Study Up On: Wealth Factors


A little while ago, my Dad sent me an interesting read on Business Insider discussing wealth factors. Read more here.

The article discusses survey results of 600 American millionaires. I’m not aware of how the survey result data were collected, filtered, and cleaned, but they state they found 6 common factors among the millionaires which, regardless of geographic location, would come in handy here in Canada too. Here they are:

  • Frugality, or a commitment to saving, spending less, and sticking to a budget 
  • Confidence in financial management, investing, and household leadership 
  • Responsibility, which involves accepting your role in financial outcomes and believing that luck plays little role 
  • Planning, or setting goals for your financial future 
  • Focus on seeing tasks through to their completion without being distracted 
  • Social indifference, or not succumbing to social pressure to buy the latest thing

Surprised? Probably not. In any case, it’s nice to reaffirm some fundamentals to support staying on track. It comes as no surprise that frugality, being conscious about expenditure, taking responsibility for your finances, and avoiding social pressures are key drivers. Of course these fundamentals are discussed at length on any finance blog.

Saving & Pragmatism

You need to know where your money is going – ensure you’re saving a good chunk of your earnings. The article notes “experts” recommend a 20% savings rate – I definitely target a higher percentage; on pace for 50%+ this upcoming year. Part of boosting savings rates comes from avoiding lifestyle inflation and socking away your salary increases. When you hit an acceptable utility for expenditure level, the majority of new money, if not all, should be stashed. Being pragmatic and not succumbing to social pressures (E.g. FOMO) is also key to saving.

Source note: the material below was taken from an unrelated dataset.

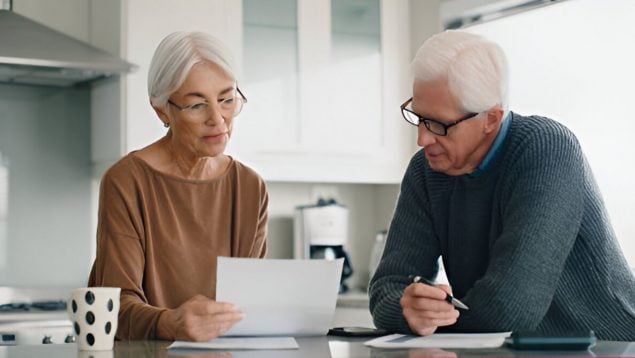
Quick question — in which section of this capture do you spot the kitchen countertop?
[0,337,635,358]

It’s not difficult to implement, you just need to avoid useless shit. Do it for your future-self’s reduced financial stress and ultimate liberation, and do it for your present-self’s peace of mind and happiness. Make sure you’re questioning and rationalizing why you want to spend that dollar. You’ll probably ramp up your savings rate very very quickly.

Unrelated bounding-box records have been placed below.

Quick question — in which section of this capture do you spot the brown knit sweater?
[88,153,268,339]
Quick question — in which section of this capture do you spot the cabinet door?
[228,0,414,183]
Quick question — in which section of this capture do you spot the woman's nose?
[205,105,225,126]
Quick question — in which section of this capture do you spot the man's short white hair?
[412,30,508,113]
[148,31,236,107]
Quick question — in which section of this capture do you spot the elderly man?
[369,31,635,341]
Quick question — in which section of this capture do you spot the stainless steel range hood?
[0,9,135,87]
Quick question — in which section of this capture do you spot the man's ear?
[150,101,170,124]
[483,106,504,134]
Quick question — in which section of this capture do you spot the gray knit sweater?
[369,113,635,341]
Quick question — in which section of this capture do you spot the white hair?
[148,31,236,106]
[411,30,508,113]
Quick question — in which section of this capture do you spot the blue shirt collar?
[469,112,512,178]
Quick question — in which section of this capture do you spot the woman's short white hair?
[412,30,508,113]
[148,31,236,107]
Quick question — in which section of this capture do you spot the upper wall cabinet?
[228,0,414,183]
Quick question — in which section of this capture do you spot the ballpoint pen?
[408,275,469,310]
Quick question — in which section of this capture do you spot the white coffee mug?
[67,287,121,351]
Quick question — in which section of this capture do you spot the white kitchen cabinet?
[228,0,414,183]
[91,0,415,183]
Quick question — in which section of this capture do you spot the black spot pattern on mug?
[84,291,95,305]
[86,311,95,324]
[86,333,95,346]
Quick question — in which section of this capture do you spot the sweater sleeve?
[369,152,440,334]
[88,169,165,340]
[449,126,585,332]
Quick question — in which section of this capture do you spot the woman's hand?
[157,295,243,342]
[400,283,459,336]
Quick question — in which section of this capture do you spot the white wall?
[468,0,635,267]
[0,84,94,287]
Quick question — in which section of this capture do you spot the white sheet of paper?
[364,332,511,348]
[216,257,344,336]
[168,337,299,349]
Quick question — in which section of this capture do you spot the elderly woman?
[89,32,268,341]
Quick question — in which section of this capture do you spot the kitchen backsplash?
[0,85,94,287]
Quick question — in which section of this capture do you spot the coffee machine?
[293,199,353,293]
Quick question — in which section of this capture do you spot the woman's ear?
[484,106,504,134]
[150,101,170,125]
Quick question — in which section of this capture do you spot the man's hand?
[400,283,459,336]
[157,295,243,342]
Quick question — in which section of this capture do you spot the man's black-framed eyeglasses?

Knowledge & Responsibility

The other major category to me is a thirst for knowledge, setting your goals, and knowing what you are responsible for.

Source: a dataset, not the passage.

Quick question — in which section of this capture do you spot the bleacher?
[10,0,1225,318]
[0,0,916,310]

It’s important to always be a student in life regardless of the facet. Personal finance is no different. Reading books, blogs, expert opinions and talking with other enthusiasts is critical to bettering yourself. It’s always a happy experience to tack-on more knowledge!

As you increase your understanding, it’s easier to set short and long-term goals. Know what your target savings rate is for the upcoming few years, ways to maximize happiness without wasteful expenditure, strip out excess, and be able to project your financial position down the road.

Finally, you need to be able to take responsibility for things within your control.

  • Control of your daily expenses and any excess? Yes. Abrupt family emergencies? Probably not.
  • How much you’re stashing away for investing and asset allocation? Yes.  When and the magnitude of an equity crash? No.

Figure out what you can control, and put the onus on yourself to be better.

I do my personal best to stay on track with my goals. While I’m not financially independent yet, I know I’ve taken major strides over the last 2 years and will continue to build my knowledge and discipline!